The revolving credit facility will be used to refinance outstanding indebtedness under Glatfelter’s existing senior credit facility, for general corporate purposes including working capital needs and to finance future organic and acquisition growth. The proceeds of borrowings under the term loan facility will be used to redeem, at par, its outstanding $250 million, 5.375% senior notes on February 28, 2019. The credit facility is unsecured and contains customary representations and affirmative and negative covenants.
“The retirement of our $250 million Notes using the term loan proceeds allows us to effectively manage our leverage going forward as this replacement debt is fully pre-payable without penalties,” said John P. Jacunski, Executive Vice President and CFO. “This added flexibility, in conjunction with a new 5-year revolver, provides the liquidity we need for future organic and acquisition growth.
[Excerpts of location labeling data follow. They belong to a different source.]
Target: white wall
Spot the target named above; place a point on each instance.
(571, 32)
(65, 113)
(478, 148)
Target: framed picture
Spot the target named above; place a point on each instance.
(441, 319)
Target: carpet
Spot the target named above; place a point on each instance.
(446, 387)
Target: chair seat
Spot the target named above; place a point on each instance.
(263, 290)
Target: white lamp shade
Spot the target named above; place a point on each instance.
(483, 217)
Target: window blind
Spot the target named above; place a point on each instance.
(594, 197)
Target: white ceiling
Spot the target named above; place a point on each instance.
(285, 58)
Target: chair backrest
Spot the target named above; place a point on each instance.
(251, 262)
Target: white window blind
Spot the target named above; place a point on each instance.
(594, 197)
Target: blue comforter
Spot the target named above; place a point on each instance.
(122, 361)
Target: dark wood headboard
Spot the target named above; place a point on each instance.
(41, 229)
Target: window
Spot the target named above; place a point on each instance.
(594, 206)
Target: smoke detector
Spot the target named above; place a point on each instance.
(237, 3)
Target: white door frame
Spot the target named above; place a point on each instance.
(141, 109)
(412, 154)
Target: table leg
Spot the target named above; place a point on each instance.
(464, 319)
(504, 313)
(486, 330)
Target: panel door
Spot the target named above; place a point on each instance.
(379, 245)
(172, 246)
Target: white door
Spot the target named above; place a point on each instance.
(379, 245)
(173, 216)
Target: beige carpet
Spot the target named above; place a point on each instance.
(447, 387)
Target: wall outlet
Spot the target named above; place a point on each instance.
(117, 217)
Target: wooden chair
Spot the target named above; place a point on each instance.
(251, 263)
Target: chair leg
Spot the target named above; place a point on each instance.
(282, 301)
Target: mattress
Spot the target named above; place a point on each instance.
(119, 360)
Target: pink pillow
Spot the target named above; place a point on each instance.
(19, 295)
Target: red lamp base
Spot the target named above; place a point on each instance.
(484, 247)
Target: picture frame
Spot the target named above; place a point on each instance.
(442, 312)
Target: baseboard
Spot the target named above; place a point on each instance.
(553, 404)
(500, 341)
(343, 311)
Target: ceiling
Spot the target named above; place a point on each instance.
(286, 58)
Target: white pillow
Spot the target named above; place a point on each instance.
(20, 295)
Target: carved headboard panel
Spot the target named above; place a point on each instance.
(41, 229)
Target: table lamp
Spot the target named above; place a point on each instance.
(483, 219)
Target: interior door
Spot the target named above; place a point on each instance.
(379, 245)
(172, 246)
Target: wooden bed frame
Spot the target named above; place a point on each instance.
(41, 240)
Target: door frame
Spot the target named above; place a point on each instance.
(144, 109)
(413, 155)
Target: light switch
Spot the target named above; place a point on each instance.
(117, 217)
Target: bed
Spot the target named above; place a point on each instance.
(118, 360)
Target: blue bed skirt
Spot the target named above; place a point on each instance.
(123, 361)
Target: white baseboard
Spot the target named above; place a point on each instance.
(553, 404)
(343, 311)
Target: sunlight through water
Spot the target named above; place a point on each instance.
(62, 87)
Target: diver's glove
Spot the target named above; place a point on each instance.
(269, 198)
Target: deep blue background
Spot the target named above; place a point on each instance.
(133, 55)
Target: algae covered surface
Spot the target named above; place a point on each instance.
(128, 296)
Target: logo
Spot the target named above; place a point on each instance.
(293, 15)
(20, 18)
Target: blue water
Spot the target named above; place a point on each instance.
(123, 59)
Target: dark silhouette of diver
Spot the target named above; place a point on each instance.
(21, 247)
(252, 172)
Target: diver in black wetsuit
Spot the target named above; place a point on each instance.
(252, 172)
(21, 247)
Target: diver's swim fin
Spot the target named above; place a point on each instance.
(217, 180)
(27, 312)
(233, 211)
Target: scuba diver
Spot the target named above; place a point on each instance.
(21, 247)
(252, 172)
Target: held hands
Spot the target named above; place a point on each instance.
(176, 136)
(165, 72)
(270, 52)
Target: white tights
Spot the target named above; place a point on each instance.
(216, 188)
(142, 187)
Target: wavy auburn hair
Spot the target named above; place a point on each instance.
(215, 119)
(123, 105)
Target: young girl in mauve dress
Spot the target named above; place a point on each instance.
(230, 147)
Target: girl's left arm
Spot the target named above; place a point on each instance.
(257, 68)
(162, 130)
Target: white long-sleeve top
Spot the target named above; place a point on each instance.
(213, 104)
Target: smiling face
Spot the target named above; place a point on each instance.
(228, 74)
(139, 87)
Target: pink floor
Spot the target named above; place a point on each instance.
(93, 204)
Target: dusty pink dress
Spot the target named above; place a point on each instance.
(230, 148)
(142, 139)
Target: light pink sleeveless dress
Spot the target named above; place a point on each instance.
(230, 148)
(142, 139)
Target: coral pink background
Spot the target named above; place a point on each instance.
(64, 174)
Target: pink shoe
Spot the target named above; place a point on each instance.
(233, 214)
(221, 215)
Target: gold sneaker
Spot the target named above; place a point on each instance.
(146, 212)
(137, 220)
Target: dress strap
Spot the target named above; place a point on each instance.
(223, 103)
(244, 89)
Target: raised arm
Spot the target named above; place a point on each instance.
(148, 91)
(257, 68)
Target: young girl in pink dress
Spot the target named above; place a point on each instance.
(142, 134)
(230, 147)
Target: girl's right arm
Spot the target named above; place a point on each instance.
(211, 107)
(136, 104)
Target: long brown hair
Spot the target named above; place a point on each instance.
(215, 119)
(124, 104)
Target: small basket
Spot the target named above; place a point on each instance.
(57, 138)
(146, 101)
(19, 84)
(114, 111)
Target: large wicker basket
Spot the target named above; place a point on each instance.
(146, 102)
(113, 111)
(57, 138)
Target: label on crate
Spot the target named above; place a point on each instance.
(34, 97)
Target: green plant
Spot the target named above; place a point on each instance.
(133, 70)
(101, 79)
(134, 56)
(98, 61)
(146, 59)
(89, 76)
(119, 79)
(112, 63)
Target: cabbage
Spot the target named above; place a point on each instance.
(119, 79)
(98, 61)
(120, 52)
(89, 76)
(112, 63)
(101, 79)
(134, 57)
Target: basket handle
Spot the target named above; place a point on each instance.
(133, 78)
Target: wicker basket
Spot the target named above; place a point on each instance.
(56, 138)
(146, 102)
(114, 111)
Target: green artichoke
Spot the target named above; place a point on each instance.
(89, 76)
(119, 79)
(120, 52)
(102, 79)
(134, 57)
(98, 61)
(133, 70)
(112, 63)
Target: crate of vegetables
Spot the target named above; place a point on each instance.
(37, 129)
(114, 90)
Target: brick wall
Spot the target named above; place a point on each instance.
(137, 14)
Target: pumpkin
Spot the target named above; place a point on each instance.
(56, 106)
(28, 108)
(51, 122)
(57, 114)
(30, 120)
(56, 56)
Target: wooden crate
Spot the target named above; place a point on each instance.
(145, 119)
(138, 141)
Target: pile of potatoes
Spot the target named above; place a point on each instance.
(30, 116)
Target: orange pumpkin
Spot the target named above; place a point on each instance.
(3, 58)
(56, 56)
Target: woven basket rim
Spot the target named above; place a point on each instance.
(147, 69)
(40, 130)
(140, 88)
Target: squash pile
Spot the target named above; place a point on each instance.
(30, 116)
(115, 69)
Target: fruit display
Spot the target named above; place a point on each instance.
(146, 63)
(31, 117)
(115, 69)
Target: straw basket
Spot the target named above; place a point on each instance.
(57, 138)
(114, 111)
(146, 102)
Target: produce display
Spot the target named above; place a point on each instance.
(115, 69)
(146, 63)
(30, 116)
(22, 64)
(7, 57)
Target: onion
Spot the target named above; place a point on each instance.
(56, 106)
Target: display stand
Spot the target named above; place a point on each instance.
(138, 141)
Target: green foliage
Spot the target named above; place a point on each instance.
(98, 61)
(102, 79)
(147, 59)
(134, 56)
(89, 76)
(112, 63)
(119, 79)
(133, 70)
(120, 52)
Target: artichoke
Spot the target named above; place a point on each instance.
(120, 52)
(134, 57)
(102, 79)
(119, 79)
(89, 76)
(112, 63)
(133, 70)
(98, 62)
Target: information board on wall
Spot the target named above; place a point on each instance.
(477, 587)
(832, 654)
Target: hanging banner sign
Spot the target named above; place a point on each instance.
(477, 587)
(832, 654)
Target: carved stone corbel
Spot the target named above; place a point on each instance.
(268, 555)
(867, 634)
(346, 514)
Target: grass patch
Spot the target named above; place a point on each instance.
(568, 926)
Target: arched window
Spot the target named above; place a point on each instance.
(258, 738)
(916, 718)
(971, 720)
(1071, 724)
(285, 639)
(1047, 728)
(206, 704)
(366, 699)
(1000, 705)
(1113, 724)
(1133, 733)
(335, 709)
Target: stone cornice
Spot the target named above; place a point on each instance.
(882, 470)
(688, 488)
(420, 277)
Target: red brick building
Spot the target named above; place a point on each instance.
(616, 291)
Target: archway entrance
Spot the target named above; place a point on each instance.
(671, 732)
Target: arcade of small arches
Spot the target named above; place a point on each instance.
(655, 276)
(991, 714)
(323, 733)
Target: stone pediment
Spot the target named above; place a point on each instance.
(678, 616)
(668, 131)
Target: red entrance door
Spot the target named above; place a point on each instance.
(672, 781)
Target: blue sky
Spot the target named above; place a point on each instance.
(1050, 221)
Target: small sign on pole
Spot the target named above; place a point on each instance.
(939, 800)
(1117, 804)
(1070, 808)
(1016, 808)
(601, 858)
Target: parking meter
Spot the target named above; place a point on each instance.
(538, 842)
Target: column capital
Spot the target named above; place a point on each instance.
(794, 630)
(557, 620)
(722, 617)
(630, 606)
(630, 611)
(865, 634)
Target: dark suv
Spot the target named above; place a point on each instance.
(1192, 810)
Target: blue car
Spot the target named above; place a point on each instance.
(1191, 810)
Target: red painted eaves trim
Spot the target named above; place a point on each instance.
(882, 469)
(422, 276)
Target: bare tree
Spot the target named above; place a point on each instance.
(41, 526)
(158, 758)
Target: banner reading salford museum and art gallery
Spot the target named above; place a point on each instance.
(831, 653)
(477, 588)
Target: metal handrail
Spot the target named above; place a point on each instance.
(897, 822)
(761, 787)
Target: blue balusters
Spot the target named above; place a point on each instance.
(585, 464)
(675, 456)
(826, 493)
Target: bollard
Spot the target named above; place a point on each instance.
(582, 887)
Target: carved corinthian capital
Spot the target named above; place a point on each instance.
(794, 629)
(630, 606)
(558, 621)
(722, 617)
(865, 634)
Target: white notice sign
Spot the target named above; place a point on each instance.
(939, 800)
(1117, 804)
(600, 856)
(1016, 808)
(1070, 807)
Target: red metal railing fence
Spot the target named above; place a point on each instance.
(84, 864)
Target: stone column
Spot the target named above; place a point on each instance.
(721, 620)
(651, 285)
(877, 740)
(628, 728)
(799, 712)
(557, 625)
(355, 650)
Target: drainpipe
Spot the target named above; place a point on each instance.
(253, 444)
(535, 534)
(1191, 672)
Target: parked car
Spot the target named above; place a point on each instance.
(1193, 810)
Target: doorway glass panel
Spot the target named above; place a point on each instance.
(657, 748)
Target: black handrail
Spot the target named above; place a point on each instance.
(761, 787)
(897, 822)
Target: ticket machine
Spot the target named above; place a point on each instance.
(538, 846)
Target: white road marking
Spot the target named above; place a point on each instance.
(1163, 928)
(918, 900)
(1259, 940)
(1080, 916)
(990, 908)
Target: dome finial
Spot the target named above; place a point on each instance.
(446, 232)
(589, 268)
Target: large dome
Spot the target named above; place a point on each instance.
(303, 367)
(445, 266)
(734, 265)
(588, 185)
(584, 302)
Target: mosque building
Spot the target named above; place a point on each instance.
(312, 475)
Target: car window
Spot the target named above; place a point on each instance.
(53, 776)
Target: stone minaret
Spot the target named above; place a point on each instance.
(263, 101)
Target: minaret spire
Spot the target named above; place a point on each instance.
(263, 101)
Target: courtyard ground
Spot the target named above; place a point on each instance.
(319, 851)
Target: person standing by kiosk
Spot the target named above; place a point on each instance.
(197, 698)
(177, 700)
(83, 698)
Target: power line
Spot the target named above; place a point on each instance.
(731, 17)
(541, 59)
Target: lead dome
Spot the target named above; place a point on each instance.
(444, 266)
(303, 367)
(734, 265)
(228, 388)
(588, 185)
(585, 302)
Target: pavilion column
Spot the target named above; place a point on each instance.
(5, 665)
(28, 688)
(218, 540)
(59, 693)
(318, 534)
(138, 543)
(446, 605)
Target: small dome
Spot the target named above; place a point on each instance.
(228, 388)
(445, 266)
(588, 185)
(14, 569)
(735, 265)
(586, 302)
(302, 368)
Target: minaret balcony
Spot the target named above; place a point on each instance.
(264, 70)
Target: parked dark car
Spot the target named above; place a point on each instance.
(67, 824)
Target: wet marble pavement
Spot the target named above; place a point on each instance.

Furthermore, moving to an all-bank debt financing structure meaningfully reduces interest expense through lower borrowing rates. As a result, we expect interest expense to be reduced by $6 million in 2019 compared with 2018 and $8 million on an annualized basis, thereafter. This underscores our commitment to right-size our cost structure in line with the new scale of the business.”
The Euro term loan provides the Company with the ability to manage its foreign currency exposure to better align its Euro-denominated earnings and cash flows with debt obligations. The new credit agreement has a maturity date of February 8, 2024.
Glatfelter is a leading global supplier of engineered materials.